Wyoming is fortunate to have some wonderful civic minded gardeners - Explore with us Sheridan’s Food Forest. We’ll also visit Tara Farm and Nursery, a permaculture landscape project near Casper, Wyoming- where we’ll learn about permaculture, an ecosystems approach for creating enduring plant communities.
We’ll visit Pumpkin Patches where we’ll learn how these plants are about so much more than fall festivities. They also provide local seasonal jobs, nourishment, and extend the growing season. But, even more importantly, we’ll learn more about the deep cultural ties Native Americans today have to some of their most impressive ancestral gifts to the world: corn and squash.
Sheep are an ancient companion that once were the most abundant livestock upon the Wyoming landscape… In recent years the sheep market has floundered but as local foods broaden America’s palate again, the market for sheep is making a comeback. We’ll visit a mother/daughter operation in Lovell raising crossed Dorper/ Katahdin hair sheep, both relatively new breeds, but gaining in popularity in Wyoming.
Forging year round local food access where none has existed since the rise of the supermarket... Rebuilding the local food supply in sparsely populated Wyoming is a heavy lift, but we Wyomingites are not easily daunted.

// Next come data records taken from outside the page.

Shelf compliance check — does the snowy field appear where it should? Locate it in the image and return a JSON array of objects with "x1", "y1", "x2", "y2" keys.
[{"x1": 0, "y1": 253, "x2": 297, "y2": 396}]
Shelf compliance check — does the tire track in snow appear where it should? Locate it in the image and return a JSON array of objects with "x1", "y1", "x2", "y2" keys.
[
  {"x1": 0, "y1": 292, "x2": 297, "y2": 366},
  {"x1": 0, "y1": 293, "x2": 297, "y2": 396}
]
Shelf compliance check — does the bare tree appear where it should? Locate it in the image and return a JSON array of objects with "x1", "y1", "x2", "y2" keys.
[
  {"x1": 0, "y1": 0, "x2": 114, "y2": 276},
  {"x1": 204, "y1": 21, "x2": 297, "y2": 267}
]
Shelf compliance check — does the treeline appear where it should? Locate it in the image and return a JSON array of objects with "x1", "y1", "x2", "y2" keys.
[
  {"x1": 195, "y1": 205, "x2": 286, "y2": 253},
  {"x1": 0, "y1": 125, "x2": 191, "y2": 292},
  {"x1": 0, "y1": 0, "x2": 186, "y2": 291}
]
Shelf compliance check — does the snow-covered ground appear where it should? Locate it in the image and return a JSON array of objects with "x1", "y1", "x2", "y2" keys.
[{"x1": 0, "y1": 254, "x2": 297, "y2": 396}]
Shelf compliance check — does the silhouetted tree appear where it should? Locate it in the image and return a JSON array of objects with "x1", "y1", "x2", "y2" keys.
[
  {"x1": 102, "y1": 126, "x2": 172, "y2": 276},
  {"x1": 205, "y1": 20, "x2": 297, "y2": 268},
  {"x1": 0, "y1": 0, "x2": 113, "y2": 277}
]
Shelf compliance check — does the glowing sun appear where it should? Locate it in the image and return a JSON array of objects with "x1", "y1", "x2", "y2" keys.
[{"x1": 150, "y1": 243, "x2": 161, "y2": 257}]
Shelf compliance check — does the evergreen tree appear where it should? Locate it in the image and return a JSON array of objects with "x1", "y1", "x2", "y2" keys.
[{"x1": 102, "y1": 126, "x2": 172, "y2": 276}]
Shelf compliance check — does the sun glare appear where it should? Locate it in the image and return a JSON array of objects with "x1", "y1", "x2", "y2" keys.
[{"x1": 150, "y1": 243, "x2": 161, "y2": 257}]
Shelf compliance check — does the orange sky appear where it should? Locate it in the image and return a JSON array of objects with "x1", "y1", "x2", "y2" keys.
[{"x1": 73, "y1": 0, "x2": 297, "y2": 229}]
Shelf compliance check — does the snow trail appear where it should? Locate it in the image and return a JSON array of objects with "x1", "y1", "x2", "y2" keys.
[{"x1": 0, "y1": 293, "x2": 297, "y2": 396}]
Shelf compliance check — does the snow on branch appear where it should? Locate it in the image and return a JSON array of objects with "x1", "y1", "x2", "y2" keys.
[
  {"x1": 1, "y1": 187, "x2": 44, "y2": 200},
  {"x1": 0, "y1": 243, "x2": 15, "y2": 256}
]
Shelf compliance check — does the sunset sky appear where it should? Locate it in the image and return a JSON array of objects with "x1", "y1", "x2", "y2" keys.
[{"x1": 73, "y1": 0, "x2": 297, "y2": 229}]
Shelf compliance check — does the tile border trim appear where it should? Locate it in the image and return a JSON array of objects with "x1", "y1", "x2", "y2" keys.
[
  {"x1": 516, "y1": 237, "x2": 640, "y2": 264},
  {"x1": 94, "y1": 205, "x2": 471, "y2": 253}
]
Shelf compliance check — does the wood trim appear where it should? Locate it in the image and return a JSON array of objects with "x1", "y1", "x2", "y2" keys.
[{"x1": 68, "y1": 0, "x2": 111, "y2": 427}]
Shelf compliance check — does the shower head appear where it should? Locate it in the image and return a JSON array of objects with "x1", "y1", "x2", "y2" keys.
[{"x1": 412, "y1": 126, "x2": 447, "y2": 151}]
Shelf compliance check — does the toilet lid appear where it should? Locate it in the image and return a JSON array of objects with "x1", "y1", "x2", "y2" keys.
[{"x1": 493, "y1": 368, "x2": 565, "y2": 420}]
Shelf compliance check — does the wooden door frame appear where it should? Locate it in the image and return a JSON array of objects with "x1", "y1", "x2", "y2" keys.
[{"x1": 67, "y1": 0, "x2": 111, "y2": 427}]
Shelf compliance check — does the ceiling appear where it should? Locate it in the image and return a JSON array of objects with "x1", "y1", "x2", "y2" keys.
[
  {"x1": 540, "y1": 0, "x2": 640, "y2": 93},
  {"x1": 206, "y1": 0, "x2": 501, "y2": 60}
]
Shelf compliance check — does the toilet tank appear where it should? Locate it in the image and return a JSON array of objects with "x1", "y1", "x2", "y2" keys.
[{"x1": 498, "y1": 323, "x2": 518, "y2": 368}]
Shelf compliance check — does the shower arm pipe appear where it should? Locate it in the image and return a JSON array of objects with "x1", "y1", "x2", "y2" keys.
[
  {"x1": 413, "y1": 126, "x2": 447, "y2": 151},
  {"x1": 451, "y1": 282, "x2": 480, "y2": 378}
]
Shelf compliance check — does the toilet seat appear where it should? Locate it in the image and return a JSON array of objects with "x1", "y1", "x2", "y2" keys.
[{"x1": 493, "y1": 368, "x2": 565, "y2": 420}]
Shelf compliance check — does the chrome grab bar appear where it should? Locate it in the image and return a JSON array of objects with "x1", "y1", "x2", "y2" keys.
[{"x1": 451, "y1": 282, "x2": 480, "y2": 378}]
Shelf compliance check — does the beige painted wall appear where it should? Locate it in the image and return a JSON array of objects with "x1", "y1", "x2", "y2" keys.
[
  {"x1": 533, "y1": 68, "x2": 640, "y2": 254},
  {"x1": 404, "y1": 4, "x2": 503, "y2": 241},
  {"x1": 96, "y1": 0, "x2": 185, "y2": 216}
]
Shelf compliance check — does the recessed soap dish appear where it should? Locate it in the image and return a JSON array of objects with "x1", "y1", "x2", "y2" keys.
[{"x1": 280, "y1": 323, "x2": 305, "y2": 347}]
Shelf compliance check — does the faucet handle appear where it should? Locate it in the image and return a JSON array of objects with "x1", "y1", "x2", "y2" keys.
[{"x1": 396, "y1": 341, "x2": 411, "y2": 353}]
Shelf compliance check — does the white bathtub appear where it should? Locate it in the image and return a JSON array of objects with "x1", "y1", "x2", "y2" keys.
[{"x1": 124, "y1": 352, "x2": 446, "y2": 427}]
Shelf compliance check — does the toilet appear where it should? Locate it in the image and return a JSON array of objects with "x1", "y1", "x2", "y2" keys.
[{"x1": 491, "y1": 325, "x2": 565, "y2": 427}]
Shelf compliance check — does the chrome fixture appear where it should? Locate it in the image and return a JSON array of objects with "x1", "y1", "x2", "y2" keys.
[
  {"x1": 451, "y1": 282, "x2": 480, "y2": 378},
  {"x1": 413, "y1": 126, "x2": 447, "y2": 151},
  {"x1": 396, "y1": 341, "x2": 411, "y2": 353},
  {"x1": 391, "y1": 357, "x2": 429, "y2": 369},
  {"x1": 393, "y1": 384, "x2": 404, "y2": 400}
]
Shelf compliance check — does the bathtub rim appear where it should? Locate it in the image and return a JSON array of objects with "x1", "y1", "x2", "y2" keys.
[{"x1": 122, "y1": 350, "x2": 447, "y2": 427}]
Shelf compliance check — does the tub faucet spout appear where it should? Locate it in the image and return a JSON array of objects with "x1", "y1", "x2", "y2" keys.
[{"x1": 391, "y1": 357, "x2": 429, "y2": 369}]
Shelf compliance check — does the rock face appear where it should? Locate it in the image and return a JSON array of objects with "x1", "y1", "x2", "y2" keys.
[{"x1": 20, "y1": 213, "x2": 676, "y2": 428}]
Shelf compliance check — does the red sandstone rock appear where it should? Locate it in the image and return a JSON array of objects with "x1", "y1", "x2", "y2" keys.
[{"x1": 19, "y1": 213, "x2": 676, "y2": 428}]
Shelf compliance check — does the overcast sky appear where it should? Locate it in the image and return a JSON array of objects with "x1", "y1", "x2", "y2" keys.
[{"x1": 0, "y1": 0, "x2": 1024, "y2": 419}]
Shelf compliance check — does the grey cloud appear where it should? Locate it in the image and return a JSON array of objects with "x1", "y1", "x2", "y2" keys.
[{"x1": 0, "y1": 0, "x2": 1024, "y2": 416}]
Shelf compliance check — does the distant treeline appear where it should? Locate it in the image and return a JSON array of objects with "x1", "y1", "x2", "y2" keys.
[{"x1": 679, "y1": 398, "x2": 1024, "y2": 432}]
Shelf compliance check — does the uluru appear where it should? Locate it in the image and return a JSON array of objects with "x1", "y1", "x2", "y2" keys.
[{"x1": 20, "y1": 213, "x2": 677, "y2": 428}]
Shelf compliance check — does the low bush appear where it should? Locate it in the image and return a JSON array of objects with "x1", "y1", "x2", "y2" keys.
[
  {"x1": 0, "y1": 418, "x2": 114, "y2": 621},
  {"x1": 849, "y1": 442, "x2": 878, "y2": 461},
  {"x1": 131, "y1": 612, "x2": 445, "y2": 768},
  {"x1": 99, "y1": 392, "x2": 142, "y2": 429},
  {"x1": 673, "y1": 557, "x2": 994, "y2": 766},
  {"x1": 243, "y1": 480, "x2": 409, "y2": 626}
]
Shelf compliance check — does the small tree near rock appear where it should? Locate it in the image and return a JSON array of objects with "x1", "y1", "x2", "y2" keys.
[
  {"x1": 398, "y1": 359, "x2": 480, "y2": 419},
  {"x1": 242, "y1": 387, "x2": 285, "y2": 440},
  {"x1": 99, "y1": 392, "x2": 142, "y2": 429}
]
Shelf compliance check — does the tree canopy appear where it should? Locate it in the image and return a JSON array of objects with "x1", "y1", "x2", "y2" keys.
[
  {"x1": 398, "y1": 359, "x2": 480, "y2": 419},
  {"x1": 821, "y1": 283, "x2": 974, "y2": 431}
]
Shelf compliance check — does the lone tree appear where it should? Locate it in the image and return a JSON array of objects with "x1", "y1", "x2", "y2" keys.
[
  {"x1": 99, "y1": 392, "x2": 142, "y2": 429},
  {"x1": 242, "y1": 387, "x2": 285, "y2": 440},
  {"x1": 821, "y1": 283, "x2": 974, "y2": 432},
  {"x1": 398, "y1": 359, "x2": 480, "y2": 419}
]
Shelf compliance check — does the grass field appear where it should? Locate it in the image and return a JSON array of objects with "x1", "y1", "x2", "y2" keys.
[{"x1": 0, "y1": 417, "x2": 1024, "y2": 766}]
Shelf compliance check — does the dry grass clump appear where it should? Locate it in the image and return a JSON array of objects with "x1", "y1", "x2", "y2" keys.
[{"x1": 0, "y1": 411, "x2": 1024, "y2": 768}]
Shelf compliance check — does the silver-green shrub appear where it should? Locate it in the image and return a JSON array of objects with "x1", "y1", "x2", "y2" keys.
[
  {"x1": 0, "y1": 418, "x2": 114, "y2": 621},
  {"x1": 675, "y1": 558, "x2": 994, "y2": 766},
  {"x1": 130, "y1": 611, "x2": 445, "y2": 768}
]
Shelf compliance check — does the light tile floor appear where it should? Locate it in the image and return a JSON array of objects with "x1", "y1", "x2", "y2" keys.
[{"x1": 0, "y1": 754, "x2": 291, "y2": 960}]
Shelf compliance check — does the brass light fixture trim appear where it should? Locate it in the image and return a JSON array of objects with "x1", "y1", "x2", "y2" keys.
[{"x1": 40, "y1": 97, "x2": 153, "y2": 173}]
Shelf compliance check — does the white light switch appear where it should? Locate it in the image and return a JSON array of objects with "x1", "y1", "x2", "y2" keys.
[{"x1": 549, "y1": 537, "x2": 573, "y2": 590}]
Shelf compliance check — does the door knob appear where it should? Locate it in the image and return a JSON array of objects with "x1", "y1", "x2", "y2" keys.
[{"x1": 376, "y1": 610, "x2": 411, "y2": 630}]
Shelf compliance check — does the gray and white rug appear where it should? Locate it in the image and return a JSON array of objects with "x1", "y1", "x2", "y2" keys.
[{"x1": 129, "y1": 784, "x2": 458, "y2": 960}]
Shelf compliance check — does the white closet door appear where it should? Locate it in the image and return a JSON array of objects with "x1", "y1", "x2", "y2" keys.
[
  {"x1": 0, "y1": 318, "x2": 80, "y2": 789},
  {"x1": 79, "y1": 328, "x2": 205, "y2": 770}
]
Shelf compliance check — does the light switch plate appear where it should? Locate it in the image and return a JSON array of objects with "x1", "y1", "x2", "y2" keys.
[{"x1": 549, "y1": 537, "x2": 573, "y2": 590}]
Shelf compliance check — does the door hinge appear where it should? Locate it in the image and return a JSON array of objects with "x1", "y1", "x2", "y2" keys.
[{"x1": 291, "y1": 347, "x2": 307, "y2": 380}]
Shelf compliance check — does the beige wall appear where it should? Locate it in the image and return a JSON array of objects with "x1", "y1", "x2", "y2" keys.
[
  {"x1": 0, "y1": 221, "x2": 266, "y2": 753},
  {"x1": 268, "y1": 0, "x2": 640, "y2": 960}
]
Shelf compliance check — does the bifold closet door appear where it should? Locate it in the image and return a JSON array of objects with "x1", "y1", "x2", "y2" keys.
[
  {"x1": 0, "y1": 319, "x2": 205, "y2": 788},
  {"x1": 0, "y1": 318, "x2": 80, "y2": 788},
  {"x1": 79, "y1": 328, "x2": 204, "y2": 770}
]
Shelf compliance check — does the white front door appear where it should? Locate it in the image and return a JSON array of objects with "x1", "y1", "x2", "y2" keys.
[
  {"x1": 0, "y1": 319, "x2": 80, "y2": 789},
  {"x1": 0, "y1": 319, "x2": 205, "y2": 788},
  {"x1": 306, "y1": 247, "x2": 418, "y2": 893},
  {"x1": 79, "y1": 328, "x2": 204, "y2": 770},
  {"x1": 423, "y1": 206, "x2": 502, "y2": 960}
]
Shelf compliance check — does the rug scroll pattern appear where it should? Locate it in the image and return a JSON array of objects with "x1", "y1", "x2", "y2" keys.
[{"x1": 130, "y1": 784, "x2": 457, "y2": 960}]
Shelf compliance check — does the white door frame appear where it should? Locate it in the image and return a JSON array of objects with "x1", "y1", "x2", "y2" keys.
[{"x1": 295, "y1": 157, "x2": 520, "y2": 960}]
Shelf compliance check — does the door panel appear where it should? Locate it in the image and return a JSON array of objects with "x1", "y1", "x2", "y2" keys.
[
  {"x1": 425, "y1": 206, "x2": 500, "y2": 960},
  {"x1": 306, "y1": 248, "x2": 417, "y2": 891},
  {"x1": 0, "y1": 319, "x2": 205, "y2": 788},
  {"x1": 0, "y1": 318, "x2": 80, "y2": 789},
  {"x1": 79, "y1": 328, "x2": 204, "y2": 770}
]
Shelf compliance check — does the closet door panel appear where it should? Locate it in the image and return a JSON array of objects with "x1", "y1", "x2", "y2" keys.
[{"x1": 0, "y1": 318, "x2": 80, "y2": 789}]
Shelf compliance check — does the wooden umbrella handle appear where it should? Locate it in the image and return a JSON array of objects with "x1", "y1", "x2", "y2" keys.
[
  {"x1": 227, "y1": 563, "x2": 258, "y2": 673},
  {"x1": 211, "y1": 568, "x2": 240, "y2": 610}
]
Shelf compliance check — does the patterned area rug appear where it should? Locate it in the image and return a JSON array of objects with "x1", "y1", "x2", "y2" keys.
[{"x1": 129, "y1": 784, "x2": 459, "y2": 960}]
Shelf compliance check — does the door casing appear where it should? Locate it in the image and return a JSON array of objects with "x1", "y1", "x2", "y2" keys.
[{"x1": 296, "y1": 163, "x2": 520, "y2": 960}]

Nearly every corner of the State has a network striving to make local food a year round reality. We’ll visit stand-out projects in Gillette, Worland, Cody, Wheatland and Laramie.
Across the country and now in Wyoming the demand for local meat processing facilities is on the rise as the last of our master butchers and artisan sausage makers are disappearing…. We’ll explore Wyoming’s role in the modern day beef industry and who the world is changing around us. What opportunities does new technologies like Beef Chain and the push for more in-State processing facilities?
Highly attuned to their partnership with man, livestock herding and guardian dogs are powerful and essential forces in the balance of nature and predation for today's Wyoming rancher. Farm to Fork Wyoming is back with a new episode centered around the life of a working dog.
In this age of industrial diets, Food Sovereignty is a growing concept around the world. But there are few for whom food sovereignty has greater significance than the indigenous people of the Americas. Voices rise from the Wind River Reservation as Shoshone and Arapaho people are joined by other tribes to share the spiritual and cultural importance of ancestral foods.
Wyoming is onboard for the craft brew movement - but not just beer. Venture around the state as we meet some unique community based artisan fermenting crafters from Cider, to Mead and Beer. These resourceful businesses are elevating their crafts, and sharing something uniquely Wyoming!
With public safety and uncertainty reshaping every part of life during the COVID-19 pandemic, local food producers and farmer's markets are rising to the challenge. For many it has driven a move to online sales. Explore how this 'new normal' might be helping to improve our local food marketplace.
Schools all across Wyoming are adding greenhouses to provide a living laboratory for kids to learn the mechanisms of nature.